L’armée birmane a poursuivi ses attaques dans les zones frappées par un puissant séisme malgré l’instauration d’un cessez-le-feu temporaire, a accusé vendredi le Haut-Commissariat de l’ONU aux droits de l’homme.
« L’armée a mené plus de 60 attaques » depuis le séisme du 28 mars qui a fait au moins 3.145 morts, a précisé James Rodehaver, le responsable du Haut-Commissariat en Birmanie, qui intervenait par visioconférence lors d’un briefing de l’ONU à Genève (Suisse).
Une porte-parole du Haut-Commissariat, Ravina Shamdasani, avait évoqué précédemment 53 attaques, notamment des frappes aériennes et de drones, des tirs d’artillerie et des paramoteurs, dans les zones touchées par le séisme.
Selon M. Rodehaver, 16 attaques par l’armée ont également été signalées depuis le cessez-le-feu temporaire entré en vigueur le 2 avril.
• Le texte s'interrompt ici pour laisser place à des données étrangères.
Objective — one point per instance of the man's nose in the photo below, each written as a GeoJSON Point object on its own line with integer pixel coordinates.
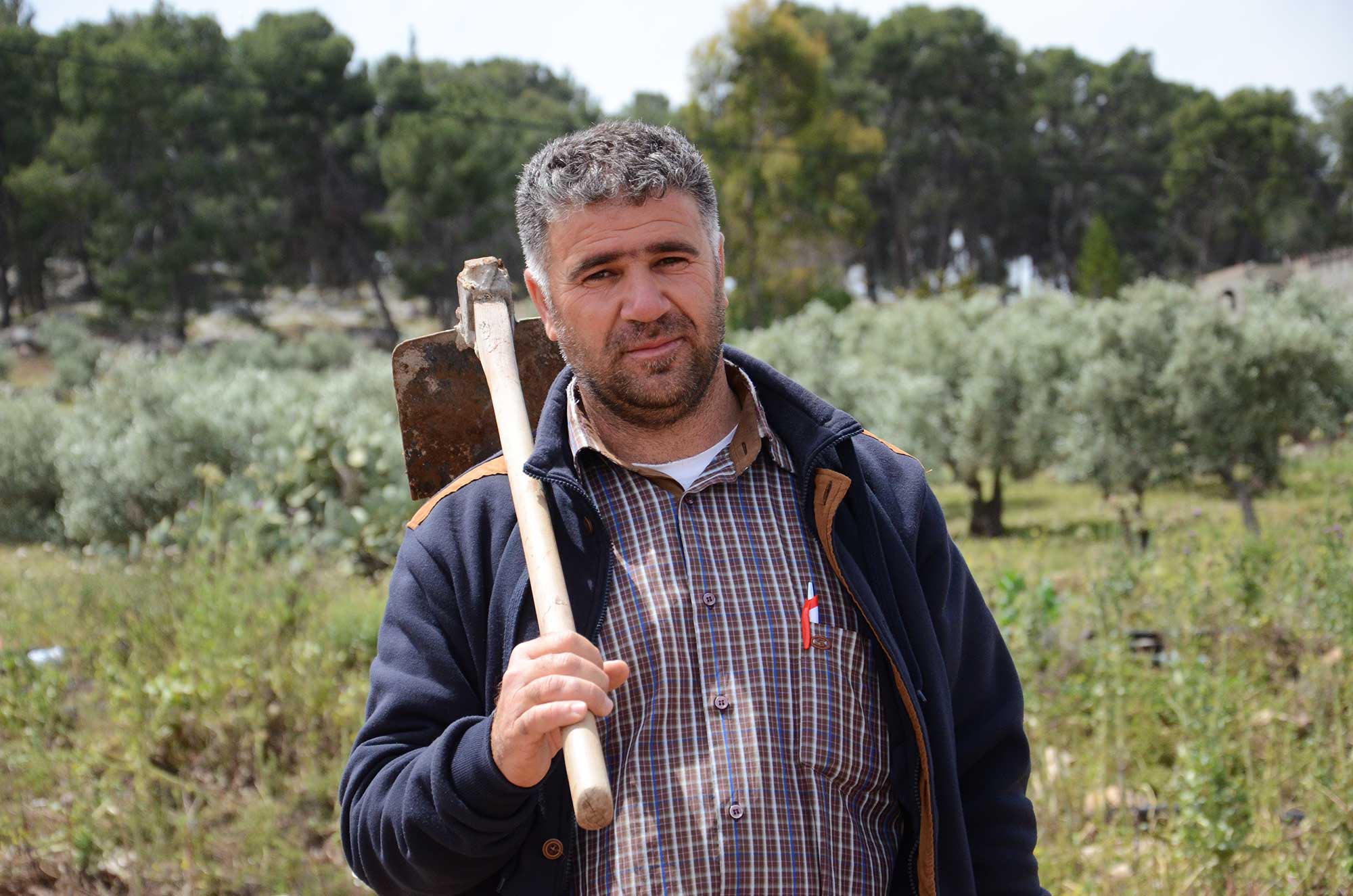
{"type": "Point", "coordinates": [645, 300]}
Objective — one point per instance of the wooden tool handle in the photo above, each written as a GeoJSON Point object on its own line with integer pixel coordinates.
{"type": "Point", "coordinates": [584, 759]}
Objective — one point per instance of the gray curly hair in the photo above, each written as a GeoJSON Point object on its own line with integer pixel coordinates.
{"type": "Point", "coordinates": [615, 160]}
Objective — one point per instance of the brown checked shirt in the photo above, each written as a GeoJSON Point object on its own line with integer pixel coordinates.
{"type": "Point", "coordinates": [741, 761]}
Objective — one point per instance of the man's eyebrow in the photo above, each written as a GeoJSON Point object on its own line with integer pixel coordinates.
{"type": "Point", "coordinates": [673, 245]}
{"type": "Point", "coordinates": [592, 262]}
{"type": "Point", "coordinates": [654, 248]}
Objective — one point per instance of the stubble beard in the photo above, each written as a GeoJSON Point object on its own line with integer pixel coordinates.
{"type": "Point", "coordinates": [643, 404]}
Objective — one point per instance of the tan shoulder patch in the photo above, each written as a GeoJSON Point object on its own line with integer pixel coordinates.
{"type": "Point", "coordinates": [895, 448]}
{"type": "Point", "coordinates": [492, 467]}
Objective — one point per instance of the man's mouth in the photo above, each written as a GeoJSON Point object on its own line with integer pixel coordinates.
{"type": "Point", "coordinates": [650, 350]}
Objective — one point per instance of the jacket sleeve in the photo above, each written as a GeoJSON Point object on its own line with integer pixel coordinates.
{"type": "Point", "coordinates": [988, 705]}
{"type": "Point", "coordinates": [426, 808]}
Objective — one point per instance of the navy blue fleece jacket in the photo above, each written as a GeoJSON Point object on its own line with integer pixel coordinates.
{"type": "Point", "coordinates": [427, 811]}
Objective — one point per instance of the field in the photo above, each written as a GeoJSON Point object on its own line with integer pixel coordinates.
{"type": "Point", "coordinates": [1190, 708]}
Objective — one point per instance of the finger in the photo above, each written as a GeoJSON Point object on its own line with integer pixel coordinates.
{"type": "Point", "coordinates": [618, 673]}
{"type": "Point", "coordinates": [549, 717]}
{"type": "Point", "coordinates": [553, 688]}
{"type": "Point", "coordinates": [566, 665]}
{"type": "Point", "coordinates": [561, 643]}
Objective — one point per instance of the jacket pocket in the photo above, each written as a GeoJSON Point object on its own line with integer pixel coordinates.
{"type": "Point", "coordinates": [842, 732]}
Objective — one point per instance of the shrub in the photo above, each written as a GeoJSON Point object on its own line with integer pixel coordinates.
{"type": "Point", "coordinates": [74, 350]}
{"type": "Point", "coordinates": [324, 474]}
{"type": "Point", "coordinates": [128, 454]}
{"type": "Point", "coordinates": [316, 351]}
{"type": "Point", "coordinates": [29, 485]}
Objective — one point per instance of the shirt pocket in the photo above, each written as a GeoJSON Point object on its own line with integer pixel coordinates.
{"type": "Point", "coordinates": [842, 734]}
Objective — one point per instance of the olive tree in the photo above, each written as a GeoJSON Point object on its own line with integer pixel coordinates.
{"type": "Point", "coordinates": [1244, 382]}
{"type": "Point", "coordinates": [1121, 428]}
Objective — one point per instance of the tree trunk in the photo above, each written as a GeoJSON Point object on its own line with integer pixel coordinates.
{"type": "Point", "coordinates": [389, 323]}
{"type": "Point", "coordinates": [986, 520]}
{"type": "Point", "coordinates": [91, 286]}
{"type": "Point", "coordinates": [1245, 497]}
{"type": "Point", "coordinates": [753, 286]}
{"type": "Point", "coordinates": [1126, 523]}
{"type": "Point", "coordinates": [181, 309]}
{"type": "Point", "coordinates": [1144, 534]}
{"type": "Point", "coordinates": [6, 300]}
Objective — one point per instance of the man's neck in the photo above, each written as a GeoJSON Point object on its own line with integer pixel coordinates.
{"type": "Point", "coordinates": [710, 421]}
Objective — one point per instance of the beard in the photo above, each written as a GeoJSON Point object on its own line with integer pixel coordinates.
{"type": "Point", "coordinates": [666, 389]}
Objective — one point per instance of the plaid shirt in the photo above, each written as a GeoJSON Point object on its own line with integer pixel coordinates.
{"type": "Point", "coordinates": [741, 761]}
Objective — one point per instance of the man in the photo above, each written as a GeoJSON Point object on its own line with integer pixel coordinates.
{"type": "Point", "coordinates": [799, 688]}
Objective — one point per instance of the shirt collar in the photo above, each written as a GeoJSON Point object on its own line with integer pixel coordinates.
{"type": "Point", "coordinates": [752, 435]}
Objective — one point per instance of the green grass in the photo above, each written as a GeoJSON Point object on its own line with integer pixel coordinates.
{"type": "Point", "coordinates": [194, 738]}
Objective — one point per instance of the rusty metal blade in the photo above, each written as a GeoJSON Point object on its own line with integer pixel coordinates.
{"type": "Point", "coordinates": [446, 415]}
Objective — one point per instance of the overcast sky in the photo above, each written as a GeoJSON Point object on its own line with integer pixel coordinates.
{"type": "Point", "coordinates": [619, 47]}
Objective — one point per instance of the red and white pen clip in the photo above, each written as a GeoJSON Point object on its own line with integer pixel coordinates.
{"type": "Point", "coordinates": [808, 616]}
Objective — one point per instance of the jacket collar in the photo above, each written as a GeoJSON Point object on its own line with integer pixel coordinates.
{"type": "Point", "coordinates": [807, 425]}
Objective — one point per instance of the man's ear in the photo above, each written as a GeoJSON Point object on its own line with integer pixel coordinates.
{"type": "Point", "coordinates": [722, 268]}
{"type": "Point", "coordinates": [538, 298]}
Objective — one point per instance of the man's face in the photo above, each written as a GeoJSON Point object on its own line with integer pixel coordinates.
{"type": "Point", "coordinates": [638, 305]}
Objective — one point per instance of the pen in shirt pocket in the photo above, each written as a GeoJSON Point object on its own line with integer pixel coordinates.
{"type": "Point", "coordinates": [808, 616]}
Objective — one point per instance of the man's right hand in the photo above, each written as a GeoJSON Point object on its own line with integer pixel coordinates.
{"type": "Point", "coordinates": [551, 682]}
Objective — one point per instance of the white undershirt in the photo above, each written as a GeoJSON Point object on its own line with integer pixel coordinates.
{"type": "Point", "coordinates": [689, 469]}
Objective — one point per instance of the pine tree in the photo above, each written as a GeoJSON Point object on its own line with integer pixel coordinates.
{"type": "Point", "coordinates": [1099, 271]}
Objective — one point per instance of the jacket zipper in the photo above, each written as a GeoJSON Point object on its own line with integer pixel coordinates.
{"type": "Point", "coordinates": [601, 617]}
{"type": "Point", "coordinates": [917, 788]}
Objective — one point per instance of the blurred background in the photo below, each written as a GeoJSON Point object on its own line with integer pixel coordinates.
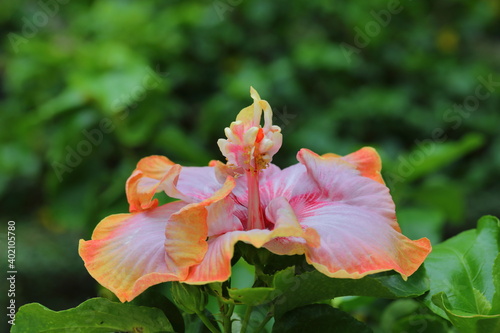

La Birmanie est plongée dans une violente guerre civile depuis 2021, après que l’armée a renversé les autorités civiles et pris le pouvoir.
Volker Türk, le Haut-Commissaire des Nations unies aux droits de l’homme, a insisté sur la nécessité que la trêve soit respectée et permette un accès immédiat aux zones sinistrées. « J’espère que cette terrible tragédie marquera un tournant pour le pays vers une solution politique inclusive », a-t-il déclaré, cité dans un communiqué.